When Dale Tallon was contacted by Pierre Dorion last week about potential interest in Mike Hoffman, the Florida Panthers general manager thought the asking price from the Ottawa Senators GM was a bit high. He put that conversation to the side until he was contacted Monday night by Doug Wilson of the San Jose Sharks. Then a deal was made.
It was a wild Tuesday morning that saw Hoffman traded twice in the span of a few hours. He first went from Ottawa to the Sharks and then was later flipped to the Panthers.
“We felt this would be a perfect fit for our team,” Tallon said on a conference call Tuesday morning. “He’s 28, he can score, he can skate, he’s got a cannon for a shot.”
Hoffman, who played with Panthers forward Jonathan Huberdeau for one year with the QMJHL’s Saint John Sea Dogs, has scored 104 goals over the last four seasons and was the type of player Tallon was looking to add to his lineup to potentially play alongside Vincent Trocheck.

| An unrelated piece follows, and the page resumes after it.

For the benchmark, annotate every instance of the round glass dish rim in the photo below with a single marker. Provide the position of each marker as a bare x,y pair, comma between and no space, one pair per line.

“Our power play will be better, too. He’s got a great one-timer, great shot,” Tallon said.
Dorion was seeking players in a return, presumably so the team could stay above the salary cap floor for next season with more trades likely on the way (Karlsson, Bobby Ryan?). Wilson, however, was merely looking for draft picks for Hoffman as he’s been clearing cap space with many believing he’ll go strong after Ilya Kovalchuk and John Tavares.
By acquiring Hoffman, that comes with the questions about last week’s allegations about his fiancee cyberbullying Erik and Melinda Karlsson.

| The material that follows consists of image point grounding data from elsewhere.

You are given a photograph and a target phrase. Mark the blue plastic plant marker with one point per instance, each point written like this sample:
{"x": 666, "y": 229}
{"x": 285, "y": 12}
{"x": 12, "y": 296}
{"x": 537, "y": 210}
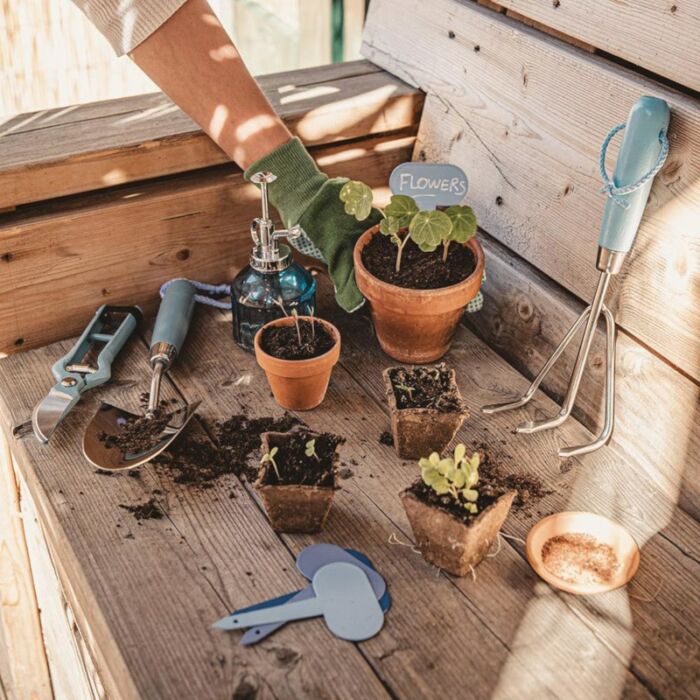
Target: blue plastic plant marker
{"x": 430, "y": 184}
{"x": 385, "y": 600}
{"x": 308, "y": 569}
{"x": 312, "y": 558}
{"x": 343, "y": 596}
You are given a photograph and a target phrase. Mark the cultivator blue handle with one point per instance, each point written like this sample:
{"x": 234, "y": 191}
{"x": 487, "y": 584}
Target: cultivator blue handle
{"x": 642, "y": 153}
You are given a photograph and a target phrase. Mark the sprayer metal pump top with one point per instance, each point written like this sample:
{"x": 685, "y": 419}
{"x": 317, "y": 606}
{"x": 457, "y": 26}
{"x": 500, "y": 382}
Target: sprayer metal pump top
{"x": 268, "y": 255}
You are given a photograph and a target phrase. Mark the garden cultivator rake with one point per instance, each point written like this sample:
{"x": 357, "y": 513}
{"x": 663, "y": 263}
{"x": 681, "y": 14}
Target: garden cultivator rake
{"x": 642, "y": 155}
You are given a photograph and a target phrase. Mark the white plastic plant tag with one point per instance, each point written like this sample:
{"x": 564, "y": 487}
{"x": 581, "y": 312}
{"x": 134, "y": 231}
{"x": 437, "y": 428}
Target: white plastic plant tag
{"x": 344, "y": 596}
{"x": 430, "y": 184}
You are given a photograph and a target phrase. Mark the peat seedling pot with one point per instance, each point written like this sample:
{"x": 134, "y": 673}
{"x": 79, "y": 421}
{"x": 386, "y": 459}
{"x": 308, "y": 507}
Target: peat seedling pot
{"x": 448, "y": 542}
{"x": 426, "y": 408}
{"x": 416, "y": 325}
{"x": 291, "y": 505}
{"x": 300, "y": 380}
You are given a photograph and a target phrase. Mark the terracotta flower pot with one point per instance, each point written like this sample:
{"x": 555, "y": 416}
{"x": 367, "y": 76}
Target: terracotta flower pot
{"x": 419, "y": 431}
{"x": 294, "y": 508}
{"x": 449, "y": 543}
{"x": 415, "y": 325}
{"x": 298, "y": 385}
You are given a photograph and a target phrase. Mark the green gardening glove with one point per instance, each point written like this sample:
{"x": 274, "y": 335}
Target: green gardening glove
{"x": 303, "y": 195}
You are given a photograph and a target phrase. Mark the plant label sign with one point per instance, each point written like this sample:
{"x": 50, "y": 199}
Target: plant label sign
{"x": 430, "y": 184}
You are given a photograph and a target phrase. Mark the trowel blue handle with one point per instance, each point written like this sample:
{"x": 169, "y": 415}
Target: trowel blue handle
{"x": 638, "y": 154}
{"x": 174, "y": 315}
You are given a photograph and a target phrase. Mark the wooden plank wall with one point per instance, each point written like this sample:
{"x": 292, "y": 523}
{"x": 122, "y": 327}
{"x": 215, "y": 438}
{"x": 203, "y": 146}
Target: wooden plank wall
{"x": 182, "y": 211}
{"x": 524, "y": 113}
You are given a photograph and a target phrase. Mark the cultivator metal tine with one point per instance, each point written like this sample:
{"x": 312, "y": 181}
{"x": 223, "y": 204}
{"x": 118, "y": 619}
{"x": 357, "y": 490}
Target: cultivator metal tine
{"x": 609, "y": 421}
{"x": 532, "y": 389}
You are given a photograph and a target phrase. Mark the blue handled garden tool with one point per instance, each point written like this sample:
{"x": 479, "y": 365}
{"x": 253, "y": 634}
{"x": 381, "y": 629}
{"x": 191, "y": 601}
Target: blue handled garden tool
{"x": 642, "y": 155}
{"x": 75, "y": 372}
{"x": 169, "y": 333}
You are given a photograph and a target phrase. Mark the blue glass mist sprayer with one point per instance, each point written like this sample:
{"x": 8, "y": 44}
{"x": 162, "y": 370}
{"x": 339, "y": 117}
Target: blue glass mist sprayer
{"x": 272, "y": 284}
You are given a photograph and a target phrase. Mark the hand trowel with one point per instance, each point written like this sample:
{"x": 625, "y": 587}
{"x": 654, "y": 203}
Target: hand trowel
{"x": 169, "y": 333}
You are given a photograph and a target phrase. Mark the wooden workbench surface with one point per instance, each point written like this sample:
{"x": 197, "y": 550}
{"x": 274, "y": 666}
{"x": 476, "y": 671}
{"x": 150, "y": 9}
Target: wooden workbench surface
{"x": 145, "y": 594}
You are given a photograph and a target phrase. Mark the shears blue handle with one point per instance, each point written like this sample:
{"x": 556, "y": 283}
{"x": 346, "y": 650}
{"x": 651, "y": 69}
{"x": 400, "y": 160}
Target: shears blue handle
{"x": 99, "y": 330}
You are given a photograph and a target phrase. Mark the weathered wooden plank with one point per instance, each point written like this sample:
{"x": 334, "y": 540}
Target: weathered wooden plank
{"x": 145, "y": 595}
{"x": 408, "y": 653}
{"x": 661, "y": 37}
{"x": 21, "y": 634}
{"x": 524, "y": 318}
{"x": 71, "y": 673}
{"x": 414, "y": 657}
{"x": 499, "y": 7}
{"x": 94, "y": 146}
{"x": 634, "y": 623}
{"x": 516, "y": 110}
{"x": 120, "y": 246}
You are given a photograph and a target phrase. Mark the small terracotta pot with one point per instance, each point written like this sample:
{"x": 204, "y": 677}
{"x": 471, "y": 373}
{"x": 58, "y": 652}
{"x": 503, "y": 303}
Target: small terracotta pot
{"x": 415, "y": 325}
{"x": 419, "y": 431}
{"x": 298, "y": 385}
{"x": 294, "y": 508}
{"x": 447, "y": 542}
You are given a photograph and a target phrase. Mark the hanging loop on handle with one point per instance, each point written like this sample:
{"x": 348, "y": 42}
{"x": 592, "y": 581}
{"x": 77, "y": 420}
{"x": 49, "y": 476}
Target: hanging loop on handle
{"x": 617, "y": 193}
{"x": 642, "y": 153}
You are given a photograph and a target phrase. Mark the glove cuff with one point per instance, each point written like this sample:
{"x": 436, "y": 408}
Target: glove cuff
{"x": 298, "y": 179}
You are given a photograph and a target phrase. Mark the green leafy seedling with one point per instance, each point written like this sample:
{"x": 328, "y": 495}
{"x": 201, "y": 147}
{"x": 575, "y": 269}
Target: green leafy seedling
{"x": 463, "y": 228}
{"x": 404, "y": 387}
{"x": 270, "y": 457}
{"x": 310, "y": 449}
{"x": 428, "y": 229}
{"x": 357, "y": 198}
{"x": 455, "y": 476}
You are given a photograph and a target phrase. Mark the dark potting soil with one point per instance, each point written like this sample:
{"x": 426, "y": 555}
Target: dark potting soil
{"x": 311, "y": 340}
{"x": 195, "y": 460}
{"x": 386, "y": 438}
{"x": 425, "y": 387}
{"x": 493, "y": 483}
{"x": 419, "y": 270}
{"x": 296, "y": 467}
{"x": 140, "y": 433}
{"x": 150, "y": 510}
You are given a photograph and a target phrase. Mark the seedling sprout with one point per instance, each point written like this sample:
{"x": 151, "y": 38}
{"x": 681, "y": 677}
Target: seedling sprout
{"x": 270, "y": 457}
{"x": 455, "y": 476}
{"x": 310, "y": 450}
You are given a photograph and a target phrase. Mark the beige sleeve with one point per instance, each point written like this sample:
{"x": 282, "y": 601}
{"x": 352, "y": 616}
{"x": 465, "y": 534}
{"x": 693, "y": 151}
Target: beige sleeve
{"x": 126, "y": 23}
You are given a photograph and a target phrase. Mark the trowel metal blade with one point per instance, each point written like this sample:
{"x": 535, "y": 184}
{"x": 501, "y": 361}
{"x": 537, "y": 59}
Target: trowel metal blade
{"x": 50, "y": 411}
{"x": 110, "y": 420}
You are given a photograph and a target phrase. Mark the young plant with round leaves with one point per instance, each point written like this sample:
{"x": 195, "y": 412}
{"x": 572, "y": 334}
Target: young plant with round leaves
{"x": 398, "y": 215}
{"x": 463, "y": 220}
{"x": 455, "y": 476}
{"x": 428, "y": 229}
{"x": 269, "y": 457}
{"x": 357, "y": 198}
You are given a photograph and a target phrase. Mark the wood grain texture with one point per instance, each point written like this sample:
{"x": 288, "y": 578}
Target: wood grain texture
{"x": 71, "y": 672}
{"x": 635, "y": 624}
{"x": 25, "y": 670}
{"x": 120, "y": 246}
{"x": 525, "y": 115}
{"x": 99, "y": 145}
{"x": 145, "y": 595}
{"x": 523, "y": 638}
{"x": 524, "y": 318}
{"x": 660, "y": 37}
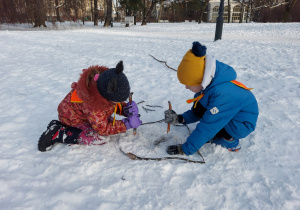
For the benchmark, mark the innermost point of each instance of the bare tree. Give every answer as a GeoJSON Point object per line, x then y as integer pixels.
{"type": "Point", "coordinates": [290, 4]}
{"type": "Point", "coordinates": [148, 8]}
{"type": "Point", "coordinates": [96, 12]}
{"type": "Point", "coordinates": [229, 11]}
{"type": "Point", "coordinates": [108, 19]}
{"type": "Point", "coordinates": [39, 13]}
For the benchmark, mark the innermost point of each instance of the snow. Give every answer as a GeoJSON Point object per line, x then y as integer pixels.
{"type": "Point", "coordinates": [39, 65]}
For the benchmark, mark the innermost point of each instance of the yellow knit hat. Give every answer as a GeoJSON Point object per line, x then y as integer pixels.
{"type": "Point", "coordinates": [191, 69]}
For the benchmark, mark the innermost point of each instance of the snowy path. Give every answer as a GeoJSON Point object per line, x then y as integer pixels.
{"type": "Point", "coordinates": [38, 67]}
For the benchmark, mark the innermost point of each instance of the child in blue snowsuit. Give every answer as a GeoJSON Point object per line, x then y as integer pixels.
{"type": "Point", "coordinates": [224, 108]}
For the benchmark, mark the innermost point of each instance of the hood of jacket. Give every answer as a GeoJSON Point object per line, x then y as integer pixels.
{"type": "Point", "coordinates": [88, 92]}
{"type": "Point", "coordinates": [216, 72]}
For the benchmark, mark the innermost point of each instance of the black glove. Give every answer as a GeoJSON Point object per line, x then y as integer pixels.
{"type": "Point", "coordinates": [171, 117]}
{"type": "Point", "coordinates": [175, 150]}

Tallon said he spoke with some of his players and staff and “had no pushback at all” when it came to bringing Hoffman and his fiancee, Monika Caryk, into the Panthers family. “I trust my guys. I trust my staff,” he said.
He also spoke with Hoffman directly and Tallon noted he has a good relationship with the player’s agent, former NHLer Mike Liut. He feels confident that Hoffman and Caryk will be embraced by the team and by the Panthers’ wives and girlfriends.
“Together, we discussed that what happened there is in the past and we’re moving forward with a clean slate,” Tallon said.